Le gentilhomme brisa le cachet, et s'approchant de la fenêtre, il lut rapidement à la clarté d'une lampe.
—C'est bien, mon enfant. Si quelque jour nous nous rencontrons, moi vieillard, toi homme, dans quelque situation que nous nous trouvions l'un et l'autre, tu pourras en appeler à l'hôte de Guillaume Grinedal; il se souviendra.
Au point du jour, l'étranger sauta sur la selle de Phoebus, qui avait oublié, entre une litière fraîche et deux boisseaux d'avoine, les fatigues de la soirée. L'étranger portait un costume de paysan de l'Artois.
—Adieu, Guillaume, dit-il au fauconnier en lui tendant la main; je ne vous offre rien: votre hospitalité est de celles qui ne se payent pas, et je craindrais de vous offenser en vous donnant de l'or. Prenez ma main, et serrez-la sans crainte. Sous quelque habit que je me cache, c'est, je vous le jure, la main d'un loyal gentilhomme. Quant à toi, mon ami Jacques, conserve ce coeur honnête et ce courage déterminé, et la fortune te viendra en aide: si Dieu me prête vie, je le prierai pour qu'il me fournisse l'occasion de te secourir comme tu m'as secouru.
Les grands yeux noirs de Jacques regardaient l'étranger tout brillants d'une joie fière. Avec son épaule difforme et sa poitrine contrefaite, le faux marchand d'Arras lui semblait plus noble et plus imposant que tous les officiers du roi qu'il avait encore vus. Quand il lui prit la main, le coeur de Jacques battit à coups rapides, et lorsque, pressant les flancs de Phoebus, l'inconnu s'éloigna au galop, longtemps le père et le fils le suivirent du regard, émus et silencieux. Au moment où ils rentraient au jardin, le pied de Jacques fit rouler un objet brillant tombé sur le sable. C'était un médaillon en or guilloché.
—Voyez, mon père, dit l'enfant; l'étranger l'aura sans doute perdu.
—Garde-le, mon fils; c'est peut-être la Providence qui te l'envoie.
II
LES PREMIÈRES LARMES
Le souvenir de cette aventure resta dans la mémoire de Jacques.

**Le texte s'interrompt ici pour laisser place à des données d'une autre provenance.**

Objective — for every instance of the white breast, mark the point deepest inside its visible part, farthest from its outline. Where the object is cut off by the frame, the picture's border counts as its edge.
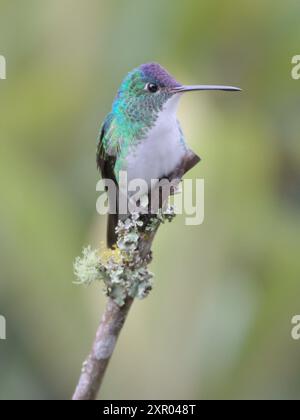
(160, 152)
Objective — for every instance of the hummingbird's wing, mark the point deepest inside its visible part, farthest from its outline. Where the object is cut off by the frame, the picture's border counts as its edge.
(106, 165)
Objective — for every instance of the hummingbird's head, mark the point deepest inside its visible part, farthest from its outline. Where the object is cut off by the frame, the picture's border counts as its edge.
(147, 89)
(144, 91)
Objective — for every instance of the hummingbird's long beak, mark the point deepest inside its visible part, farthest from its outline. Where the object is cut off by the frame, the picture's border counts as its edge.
(191, 88)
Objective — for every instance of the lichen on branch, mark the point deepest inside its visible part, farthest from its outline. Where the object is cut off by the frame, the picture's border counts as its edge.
(123, 270)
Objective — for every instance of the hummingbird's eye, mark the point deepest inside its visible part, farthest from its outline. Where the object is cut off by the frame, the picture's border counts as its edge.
(151, 87)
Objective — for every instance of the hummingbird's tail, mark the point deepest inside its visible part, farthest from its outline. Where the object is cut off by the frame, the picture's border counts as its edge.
(112, 223)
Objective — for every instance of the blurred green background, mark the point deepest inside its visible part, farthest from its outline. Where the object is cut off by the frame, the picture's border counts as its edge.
(218, 322)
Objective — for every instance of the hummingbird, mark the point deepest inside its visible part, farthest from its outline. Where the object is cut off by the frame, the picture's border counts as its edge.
(142, 135)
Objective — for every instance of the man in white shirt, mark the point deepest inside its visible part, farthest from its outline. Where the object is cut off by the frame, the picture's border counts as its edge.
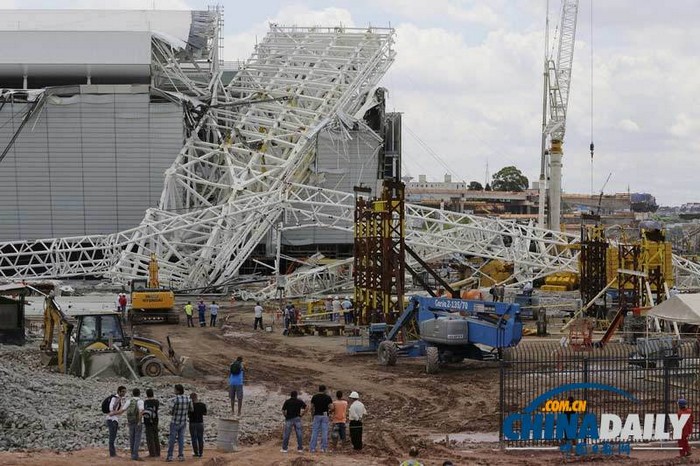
(213, 312)
(116, 408)
(347, 310)
(356, 413)
(336, 308)
(134, 415)
(258, 317)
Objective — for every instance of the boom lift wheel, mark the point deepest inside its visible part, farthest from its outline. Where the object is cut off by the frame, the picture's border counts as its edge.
(432, 360)
(387, 353)
(151, 367)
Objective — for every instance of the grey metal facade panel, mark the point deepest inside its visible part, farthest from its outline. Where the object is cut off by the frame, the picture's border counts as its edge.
(89, 164)
(340, 165)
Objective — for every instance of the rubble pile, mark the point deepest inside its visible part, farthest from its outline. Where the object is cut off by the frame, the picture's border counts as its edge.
(41, 409)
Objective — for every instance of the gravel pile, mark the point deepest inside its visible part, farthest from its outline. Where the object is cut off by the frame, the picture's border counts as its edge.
(41, 409)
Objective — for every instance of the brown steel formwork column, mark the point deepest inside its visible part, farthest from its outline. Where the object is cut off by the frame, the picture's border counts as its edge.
(380, 255)
(593, 263)
(393, 249)
(629, 260)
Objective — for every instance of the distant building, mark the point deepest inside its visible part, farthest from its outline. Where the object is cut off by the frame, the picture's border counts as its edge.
(521, 206)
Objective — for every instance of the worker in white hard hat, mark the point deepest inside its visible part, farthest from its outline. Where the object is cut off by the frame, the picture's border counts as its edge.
(336, 309)
(347, 310)
(356, 413)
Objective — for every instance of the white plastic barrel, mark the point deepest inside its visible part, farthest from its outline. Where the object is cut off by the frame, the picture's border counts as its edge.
(227, 438)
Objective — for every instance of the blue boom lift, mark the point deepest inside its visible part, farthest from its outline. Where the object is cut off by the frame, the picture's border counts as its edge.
(449, 331)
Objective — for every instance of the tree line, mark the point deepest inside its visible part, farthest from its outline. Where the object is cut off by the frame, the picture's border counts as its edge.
(506, 179)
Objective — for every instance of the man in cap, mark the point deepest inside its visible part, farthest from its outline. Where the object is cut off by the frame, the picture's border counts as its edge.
(347, 310)
(356, 413)
(687, 427)
(413, 460)
(336, 309)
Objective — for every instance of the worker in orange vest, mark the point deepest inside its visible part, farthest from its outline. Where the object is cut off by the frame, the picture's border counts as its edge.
(687, 428)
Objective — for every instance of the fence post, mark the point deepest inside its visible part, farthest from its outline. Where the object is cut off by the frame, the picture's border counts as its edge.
(501, 401)
(585, 377)
(667, 385)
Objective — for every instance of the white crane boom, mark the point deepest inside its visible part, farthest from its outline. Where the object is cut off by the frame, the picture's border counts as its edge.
(557, 84)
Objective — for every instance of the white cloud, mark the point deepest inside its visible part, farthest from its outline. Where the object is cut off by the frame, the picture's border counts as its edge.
(628, 126)
(685, 125)
(441, 9)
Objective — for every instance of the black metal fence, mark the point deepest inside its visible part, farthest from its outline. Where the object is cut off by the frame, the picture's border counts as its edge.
(655, 372)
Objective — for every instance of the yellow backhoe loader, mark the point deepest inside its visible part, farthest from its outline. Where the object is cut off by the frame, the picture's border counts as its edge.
(90, 344)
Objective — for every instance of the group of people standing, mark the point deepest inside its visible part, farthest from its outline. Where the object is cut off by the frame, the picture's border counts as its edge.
(144, 415)
(327, 415)
(202, 310)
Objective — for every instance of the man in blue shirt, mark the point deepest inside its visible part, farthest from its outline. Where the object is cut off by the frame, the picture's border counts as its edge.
(202, 309)
(180, 406)
(235, 382)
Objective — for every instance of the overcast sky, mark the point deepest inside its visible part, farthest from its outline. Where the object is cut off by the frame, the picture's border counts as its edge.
(468, 79)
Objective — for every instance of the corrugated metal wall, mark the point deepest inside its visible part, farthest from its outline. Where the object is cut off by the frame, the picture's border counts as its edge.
(90, 164)
(340, 164)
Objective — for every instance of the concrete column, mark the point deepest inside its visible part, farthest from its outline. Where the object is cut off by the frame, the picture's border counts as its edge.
(555, 157)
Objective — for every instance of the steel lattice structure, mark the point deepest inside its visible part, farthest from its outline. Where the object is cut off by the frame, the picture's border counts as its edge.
(243, 173)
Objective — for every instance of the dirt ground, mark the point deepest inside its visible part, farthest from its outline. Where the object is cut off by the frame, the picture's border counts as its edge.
(406, 406)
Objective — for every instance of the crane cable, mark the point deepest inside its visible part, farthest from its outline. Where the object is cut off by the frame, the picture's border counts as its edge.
(592, 146)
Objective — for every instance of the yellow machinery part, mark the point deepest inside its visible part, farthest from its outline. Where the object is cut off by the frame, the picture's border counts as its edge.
(495, 271)
(164, 299)
(561, 281)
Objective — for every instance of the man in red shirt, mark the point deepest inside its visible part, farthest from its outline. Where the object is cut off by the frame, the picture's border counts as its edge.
(687, 428)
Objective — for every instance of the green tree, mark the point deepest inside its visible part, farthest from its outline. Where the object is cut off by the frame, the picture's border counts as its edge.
(509, 179)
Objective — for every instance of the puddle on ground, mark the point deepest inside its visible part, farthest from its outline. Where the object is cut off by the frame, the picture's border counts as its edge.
(466, 437)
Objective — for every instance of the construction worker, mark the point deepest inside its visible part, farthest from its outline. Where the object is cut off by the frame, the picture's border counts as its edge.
(188, 312)
(687, 428)
(201, 310)
(356, 413)
(347, 310)
(413, 460)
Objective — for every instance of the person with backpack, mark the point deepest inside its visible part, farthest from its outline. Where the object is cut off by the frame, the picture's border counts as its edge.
(122, 304)
(213, 312)
(113, 406)
(258, 311)
(134, 413)
(180, 407)
(199, 410)
(235, 382)
(150, 422)
(322, 405)
(201, 310)
(188, 313)
(339, 419)
(293, 409)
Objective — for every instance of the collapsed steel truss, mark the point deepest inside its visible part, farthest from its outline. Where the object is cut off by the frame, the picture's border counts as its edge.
(243, 169)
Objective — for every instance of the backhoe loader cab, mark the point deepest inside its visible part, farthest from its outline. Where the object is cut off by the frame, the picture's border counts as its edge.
(90, 344)
(99, 328)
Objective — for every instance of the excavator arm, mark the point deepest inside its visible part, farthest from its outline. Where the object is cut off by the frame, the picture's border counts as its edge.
(56, 321)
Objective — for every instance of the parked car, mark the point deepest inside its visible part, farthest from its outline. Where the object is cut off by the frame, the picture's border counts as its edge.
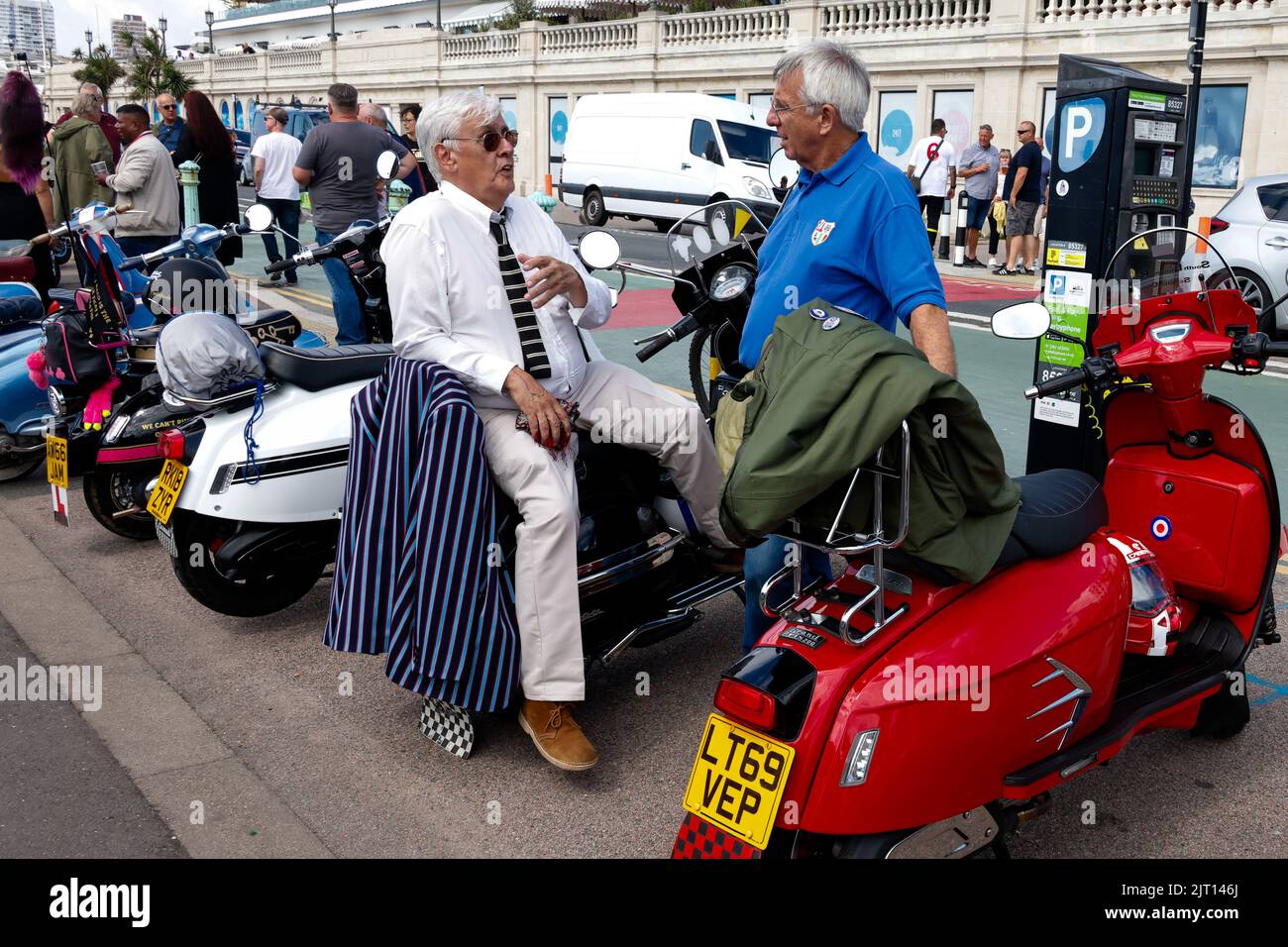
(300, 123)
(1250, 231)
(661, 155)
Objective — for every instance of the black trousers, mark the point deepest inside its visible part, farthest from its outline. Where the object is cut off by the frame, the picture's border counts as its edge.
(931, 208)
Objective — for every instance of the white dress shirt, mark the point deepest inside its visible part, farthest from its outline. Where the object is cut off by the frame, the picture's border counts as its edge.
(449, 300)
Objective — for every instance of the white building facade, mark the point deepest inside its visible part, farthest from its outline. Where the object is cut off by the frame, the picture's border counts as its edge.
(967, 60)
(29, 29)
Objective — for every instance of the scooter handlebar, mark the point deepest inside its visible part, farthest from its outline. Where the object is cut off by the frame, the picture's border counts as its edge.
(1061, 382)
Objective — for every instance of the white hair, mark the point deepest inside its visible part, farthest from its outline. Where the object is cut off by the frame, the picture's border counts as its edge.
(831, 75)
(451, 116)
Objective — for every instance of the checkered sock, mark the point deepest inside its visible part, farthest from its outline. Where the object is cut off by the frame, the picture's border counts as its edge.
(447, 725)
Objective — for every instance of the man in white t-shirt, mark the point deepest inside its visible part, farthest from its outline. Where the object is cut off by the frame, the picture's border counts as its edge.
(274, 157)
(935, 159)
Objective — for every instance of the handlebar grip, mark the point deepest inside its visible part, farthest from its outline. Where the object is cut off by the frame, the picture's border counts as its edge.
(653, 348)
(1070, 379)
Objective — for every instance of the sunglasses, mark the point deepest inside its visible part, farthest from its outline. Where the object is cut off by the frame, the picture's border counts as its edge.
(490, 140)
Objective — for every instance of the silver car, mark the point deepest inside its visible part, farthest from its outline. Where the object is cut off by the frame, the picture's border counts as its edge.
(1250, 231)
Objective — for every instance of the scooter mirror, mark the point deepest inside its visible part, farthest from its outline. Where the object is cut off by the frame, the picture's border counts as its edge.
(782, 170)
(599, 250)
(259, 217)
(385, 163)
(1022, 321)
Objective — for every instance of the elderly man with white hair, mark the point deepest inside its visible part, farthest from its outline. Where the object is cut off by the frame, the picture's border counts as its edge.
(850, 232)
(485, 285)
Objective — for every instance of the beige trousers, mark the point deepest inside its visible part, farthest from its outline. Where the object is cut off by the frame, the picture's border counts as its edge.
(621, 406)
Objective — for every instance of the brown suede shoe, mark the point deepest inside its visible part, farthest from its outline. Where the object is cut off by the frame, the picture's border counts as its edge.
(557, 735)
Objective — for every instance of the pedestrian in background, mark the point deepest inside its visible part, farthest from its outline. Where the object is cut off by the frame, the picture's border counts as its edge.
(997, 211)
(168, 131)
(1021, 193)
(408, 140)
(77, 145)
(338, 165)
(26, 202)
(934, 161)
(274, 157)
(979, 166)
(206, 144)
(104, 120)
(146, 179)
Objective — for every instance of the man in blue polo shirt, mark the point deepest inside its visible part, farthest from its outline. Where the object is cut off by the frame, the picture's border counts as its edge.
(850, 232)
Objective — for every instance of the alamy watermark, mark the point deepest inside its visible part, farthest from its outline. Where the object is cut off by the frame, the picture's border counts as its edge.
(78, 684)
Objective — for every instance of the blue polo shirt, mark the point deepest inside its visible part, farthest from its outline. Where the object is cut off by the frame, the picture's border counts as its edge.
(850, 235)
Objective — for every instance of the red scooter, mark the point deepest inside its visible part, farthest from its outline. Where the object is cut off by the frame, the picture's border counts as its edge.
(894, 712)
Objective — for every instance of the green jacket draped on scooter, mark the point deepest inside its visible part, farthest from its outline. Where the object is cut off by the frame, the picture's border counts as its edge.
(822, 401)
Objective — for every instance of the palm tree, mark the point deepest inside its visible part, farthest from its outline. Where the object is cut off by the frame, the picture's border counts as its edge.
(154, 72)
(101, 68)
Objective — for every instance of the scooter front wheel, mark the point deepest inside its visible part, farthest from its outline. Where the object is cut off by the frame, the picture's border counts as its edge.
(250, 596)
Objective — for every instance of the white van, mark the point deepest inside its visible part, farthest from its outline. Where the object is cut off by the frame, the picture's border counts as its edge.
(660, 155)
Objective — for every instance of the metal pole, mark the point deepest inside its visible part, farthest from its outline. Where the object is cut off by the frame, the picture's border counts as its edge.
(1198, 31)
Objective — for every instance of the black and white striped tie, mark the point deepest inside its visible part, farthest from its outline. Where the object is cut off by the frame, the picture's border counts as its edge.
(535, 360)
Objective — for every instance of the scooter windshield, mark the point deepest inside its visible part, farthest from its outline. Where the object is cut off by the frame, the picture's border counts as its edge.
(708, 231)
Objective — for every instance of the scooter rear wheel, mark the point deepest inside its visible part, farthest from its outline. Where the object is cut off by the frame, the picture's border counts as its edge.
(108, 492)
(246, 598)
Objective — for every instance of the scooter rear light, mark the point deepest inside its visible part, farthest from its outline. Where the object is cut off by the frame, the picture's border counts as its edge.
(171, 444)
(746, 703)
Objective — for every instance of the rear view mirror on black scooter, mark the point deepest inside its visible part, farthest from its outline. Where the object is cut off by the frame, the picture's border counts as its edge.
(1021, 321)
(385, 165)
(599, 250)
(259, 218)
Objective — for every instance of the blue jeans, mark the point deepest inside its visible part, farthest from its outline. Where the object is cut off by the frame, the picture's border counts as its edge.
(286, 214)
(763, 562)
(349, 326)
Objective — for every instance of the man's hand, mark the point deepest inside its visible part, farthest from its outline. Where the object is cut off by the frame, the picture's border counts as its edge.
(548, 277)
(548, 421)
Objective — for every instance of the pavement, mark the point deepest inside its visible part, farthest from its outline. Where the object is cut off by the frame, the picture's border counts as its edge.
(248, 737)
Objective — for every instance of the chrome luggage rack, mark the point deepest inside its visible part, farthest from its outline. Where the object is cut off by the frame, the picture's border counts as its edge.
(851, 544)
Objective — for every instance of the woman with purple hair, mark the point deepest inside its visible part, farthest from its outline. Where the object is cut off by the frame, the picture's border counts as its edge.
(26, 202)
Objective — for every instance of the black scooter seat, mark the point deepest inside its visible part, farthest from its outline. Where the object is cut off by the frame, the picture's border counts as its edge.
(323, 368)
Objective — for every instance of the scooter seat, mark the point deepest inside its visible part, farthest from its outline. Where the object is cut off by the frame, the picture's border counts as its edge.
(323, 368)
(1057, 510)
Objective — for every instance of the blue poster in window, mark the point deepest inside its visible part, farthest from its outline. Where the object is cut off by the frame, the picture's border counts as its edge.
(1219, 141)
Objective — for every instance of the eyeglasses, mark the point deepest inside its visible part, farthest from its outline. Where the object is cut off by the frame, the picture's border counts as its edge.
(490, 140)
(778, 110)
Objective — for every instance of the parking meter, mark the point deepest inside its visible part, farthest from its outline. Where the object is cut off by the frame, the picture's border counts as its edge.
(1119, 166)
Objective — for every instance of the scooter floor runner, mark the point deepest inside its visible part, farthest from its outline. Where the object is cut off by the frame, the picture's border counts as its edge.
(1150, 684)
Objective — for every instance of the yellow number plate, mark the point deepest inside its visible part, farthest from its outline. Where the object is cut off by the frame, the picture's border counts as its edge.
(165, 495)
(738, 780)
(55, 460)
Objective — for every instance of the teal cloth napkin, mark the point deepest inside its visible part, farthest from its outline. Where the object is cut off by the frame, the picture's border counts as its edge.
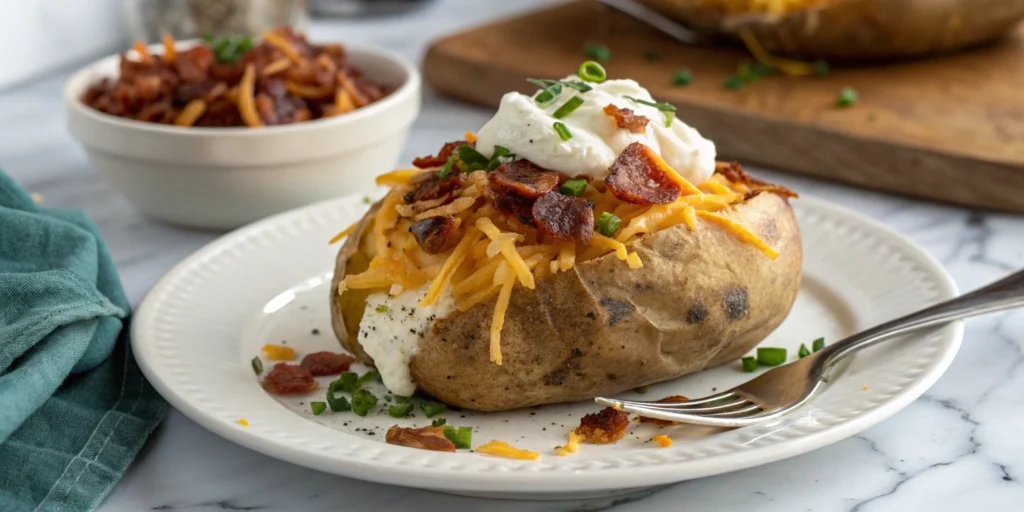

Le temps put en affaiblir les détails, mais l'ensemble demeura comme un point lumineux au fond de son coeur. Depuis le jour, de sa rencontre avec l'étranger, il prit un goût plus vif aux choses de la guerre. Lorsqu'un escadron passait sur la route, bannière au vent et trompette en tête, il courait à sa suite aussi loin que ses jambes le pouvaient porter et fredonnait les fanfares pendant toute une semaine. Parfois aussi il lui arrivait d'enrégimenter les enfants du faubourg et de se livrer avec eux à un grand simulacre de bataille ou à quelque imitation de siège, qui finissait toujours par de furieuses mêlées où ses bras faisaient merveille; tout enfant qu'il était, il se montrait déjà d'une adresse surprenante dans le maniement des armes, épée, sabre, hache, pique, dague, pistolet ou mousqueton. Les mots du marchand d'Arras: Si jamais tu t'enrôles, tu feras ton chemin, bourdonnaient toujours à ses oreilles; mais nous devons ajouter qu'il n'y avait pas d'exercice, de revue, de combat et d'assaut que Jacques n'abandonnât volontiers pour suivre Mlle de Malzonvilliers, quand elle allait avec Claudine chercher des fraises dans les bois. Dans ces occasions, qui se renouvelaient tous les jours, le petit général soupirait de tout son coeur et demeurait tout interdit lorsque la main de Suzanne rencontrait sa main. La petite fille le faisait aller et venir à son gré, mais avec tant de grâce naturelle et d'un air si charmant, que Jacques serait parti pour le bout du monde sans délibérer, sur un signe de ses yeux bleus.